I left Vietnam three weeks ago. Or was it even three weeks ago? Time stretches and compresses like a rubber band when we travel. I’ll go back. I saw a lot of the country but there is more to see.
During a break in class one day last fall, a sixth-grade girl named Thảo came up to me while I was writing on the chalkboard. Shyly, she referenced something I had said in the first half of the lesson. “Teacher, do you really love Vietnam?” Pausing, I looked at her and said, “Yes, I really love it.” Thảo’s face lit up and she skipped back to her seat.
I loved the way the neighbors’ four- and three-year olds came running up to me each afternoon when I arrived home from work, waving and smiling. “Hello, Cô tây! Hello, western aunt!” This, I learned, is the most important rule of travel: Always say hello to the children.

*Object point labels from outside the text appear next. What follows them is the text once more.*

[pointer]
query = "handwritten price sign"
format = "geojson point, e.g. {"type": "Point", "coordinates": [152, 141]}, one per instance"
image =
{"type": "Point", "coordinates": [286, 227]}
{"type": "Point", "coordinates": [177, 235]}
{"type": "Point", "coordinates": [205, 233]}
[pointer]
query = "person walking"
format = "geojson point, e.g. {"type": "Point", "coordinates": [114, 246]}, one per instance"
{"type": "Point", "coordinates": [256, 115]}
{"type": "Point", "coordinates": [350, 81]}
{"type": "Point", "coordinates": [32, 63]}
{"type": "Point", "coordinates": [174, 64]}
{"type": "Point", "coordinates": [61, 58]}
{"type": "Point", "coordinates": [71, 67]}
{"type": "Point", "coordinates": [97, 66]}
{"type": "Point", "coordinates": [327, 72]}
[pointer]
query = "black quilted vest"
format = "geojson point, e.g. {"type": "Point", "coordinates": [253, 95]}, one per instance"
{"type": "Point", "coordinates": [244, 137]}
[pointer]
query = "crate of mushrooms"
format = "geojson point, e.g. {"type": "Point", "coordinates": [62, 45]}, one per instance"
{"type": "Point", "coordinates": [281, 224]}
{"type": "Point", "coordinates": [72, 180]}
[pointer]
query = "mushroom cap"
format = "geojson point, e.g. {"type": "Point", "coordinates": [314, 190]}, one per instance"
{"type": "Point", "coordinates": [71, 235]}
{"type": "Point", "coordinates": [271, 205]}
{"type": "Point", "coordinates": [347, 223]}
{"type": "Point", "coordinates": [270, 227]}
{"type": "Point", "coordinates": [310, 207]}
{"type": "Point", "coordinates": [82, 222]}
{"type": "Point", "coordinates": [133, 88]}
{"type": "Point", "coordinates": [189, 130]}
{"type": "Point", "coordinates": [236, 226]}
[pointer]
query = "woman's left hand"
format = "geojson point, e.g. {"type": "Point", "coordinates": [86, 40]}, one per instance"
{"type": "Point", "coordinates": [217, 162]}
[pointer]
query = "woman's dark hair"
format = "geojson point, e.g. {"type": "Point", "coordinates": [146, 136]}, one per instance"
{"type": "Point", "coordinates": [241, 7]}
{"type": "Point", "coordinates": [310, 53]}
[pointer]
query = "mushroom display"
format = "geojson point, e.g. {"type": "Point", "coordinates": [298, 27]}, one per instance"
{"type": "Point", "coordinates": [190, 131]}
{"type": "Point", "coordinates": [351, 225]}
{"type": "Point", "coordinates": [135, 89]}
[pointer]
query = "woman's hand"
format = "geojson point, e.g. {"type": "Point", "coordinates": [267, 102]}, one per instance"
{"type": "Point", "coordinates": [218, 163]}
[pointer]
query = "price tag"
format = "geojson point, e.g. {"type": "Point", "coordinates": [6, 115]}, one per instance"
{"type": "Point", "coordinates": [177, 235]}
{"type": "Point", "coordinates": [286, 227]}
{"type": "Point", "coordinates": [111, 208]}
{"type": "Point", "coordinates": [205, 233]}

I loved my neighborhood. It may have been so far south of landmarks, restaurants and bars that friends were convinced I lived far on the outskirts of the city, but Phương Mai was my street and Alley 4 was my niche within it. Two houses down lived Madame Nga who, at nearly 80, was teaching herself English; during the American War, the office in which she worked as a secretary moved into hiding in the jungle for four years. In the bustling open market, the vendor who sold fruit at a local price patiently repeated the names of each fruit I purchased until I remembered and pronounced them correctly. My friend An’s family lived right around the corner and invited me for dinner, offering to read my palms and translate their culture. Cafe Pharma, with its genial owner who greeted me by name, served the best Vietnamese coffee in the city. Just up the alley from the cafe, was a small shop, open late, whose proprietor shouted an exaggerated, “Xin chào! Hello!” every time I walked past. She tried to marry me off to eligible bachelors whenever the opportunity presented itself; awkward embarrassment is not bounded by language.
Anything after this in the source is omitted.